The Consumer Price Index (CPI) rose 1.8% in June compared to the previous month and its year-on-year rate shot up 1.5 points, to 10.2%, its highest level since April 1985, according to the advanced data published this Monday by the National Institute of Statistics (INE).
In this way, inflation has chained two consecutive months of increases in its interannual rate after in April it moderated 1.5 points of blow, up to 8.3%.
Later, in May, it climbed to 8.7% and in June it exceeded the feared double digits: 10.2%.
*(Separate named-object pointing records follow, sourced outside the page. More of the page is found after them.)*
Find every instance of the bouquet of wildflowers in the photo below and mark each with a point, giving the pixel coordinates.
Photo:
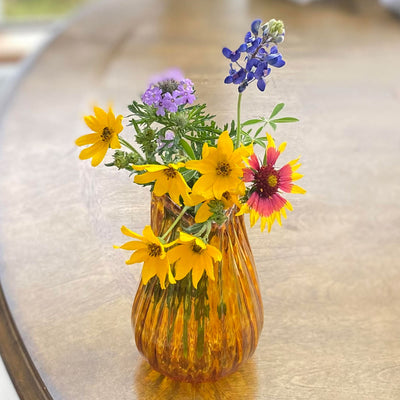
(182, 153)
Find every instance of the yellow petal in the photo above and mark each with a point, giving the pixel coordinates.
(87, 139)
(91, 151)
(282, 147)
(111, 117)
(162, 186)
(170, 276)
(197, 273)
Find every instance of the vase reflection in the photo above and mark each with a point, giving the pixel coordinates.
(151, 385)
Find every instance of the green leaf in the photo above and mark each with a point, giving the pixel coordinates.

The data for June, which will have to be confirmed by Statistics in the middle of next month, is four tenths higher than the peak that had been reached in the month of March, of 9.8%.
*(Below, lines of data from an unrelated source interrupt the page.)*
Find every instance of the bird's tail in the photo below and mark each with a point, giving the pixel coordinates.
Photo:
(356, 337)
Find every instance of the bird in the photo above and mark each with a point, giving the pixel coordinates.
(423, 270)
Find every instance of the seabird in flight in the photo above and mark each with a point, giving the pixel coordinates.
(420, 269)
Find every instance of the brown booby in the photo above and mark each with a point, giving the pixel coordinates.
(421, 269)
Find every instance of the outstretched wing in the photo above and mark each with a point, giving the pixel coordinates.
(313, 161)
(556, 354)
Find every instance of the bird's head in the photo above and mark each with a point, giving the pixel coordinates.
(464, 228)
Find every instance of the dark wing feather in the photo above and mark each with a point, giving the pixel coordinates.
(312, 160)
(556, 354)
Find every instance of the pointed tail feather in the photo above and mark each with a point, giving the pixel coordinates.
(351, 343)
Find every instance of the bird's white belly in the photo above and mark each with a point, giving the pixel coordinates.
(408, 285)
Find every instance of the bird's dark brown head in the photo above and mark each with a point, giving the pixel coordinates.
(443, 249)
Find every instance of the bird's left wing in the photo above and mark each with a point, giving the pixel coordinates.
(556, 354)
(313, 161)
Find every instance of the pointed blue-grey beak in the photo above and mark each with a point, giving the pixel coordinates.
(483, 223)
According to the INE, the rise in the interannual CPI to 10.2% in June is mainly due to increases in the prices of fuels and food and non-alcoholic beverages.
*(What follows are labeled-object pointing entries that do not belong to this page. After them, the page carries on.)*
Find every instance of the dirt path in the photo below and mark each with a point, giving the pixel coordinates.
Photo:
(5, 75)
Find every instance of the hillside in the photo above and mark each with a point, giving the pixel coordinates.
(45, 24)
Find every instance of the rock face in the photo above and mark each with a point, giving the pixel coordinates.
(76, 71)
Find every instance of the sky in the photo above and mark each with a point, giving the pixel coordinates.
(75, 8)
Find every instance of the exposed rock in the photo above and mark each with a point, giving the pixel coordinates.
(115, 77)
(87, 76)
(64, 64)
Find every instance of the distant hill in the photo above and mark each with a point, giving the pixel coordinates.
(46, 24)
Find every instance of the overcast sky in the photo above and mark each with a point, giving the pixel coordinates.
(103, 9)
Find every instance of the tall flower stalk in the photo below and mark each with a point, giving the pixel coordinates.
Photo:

The rebound in the prices of hotels, cafes and restaurants, higher than last year, has also had an influence.
UNDERLYING INFLATION, AT RECORD FIGURES SINCE 1993
The INE incorporates in the CPI data preview an estimate of underlying inflation (without unprocessed food or energy products), which increased six tenths in June, to 5.5%, its highest value since August 1993. In this way, the underlying is 4.7 points below the rate of the general CPI.
In monthly terms, the CPI registered a rise of 1.8% in June compared to May, a rate one point higher than that of the previous month.
In the sixth month of 2022, the Harmonized Consumer Price Index (IPCA) placed its interannual rate at 10%, which is 1.5 points more than in May.
For its part, the advance indicator of the IPCA increased by 1.8% in the monthly rate.
The INE will publish the final CPI data for June on July 13.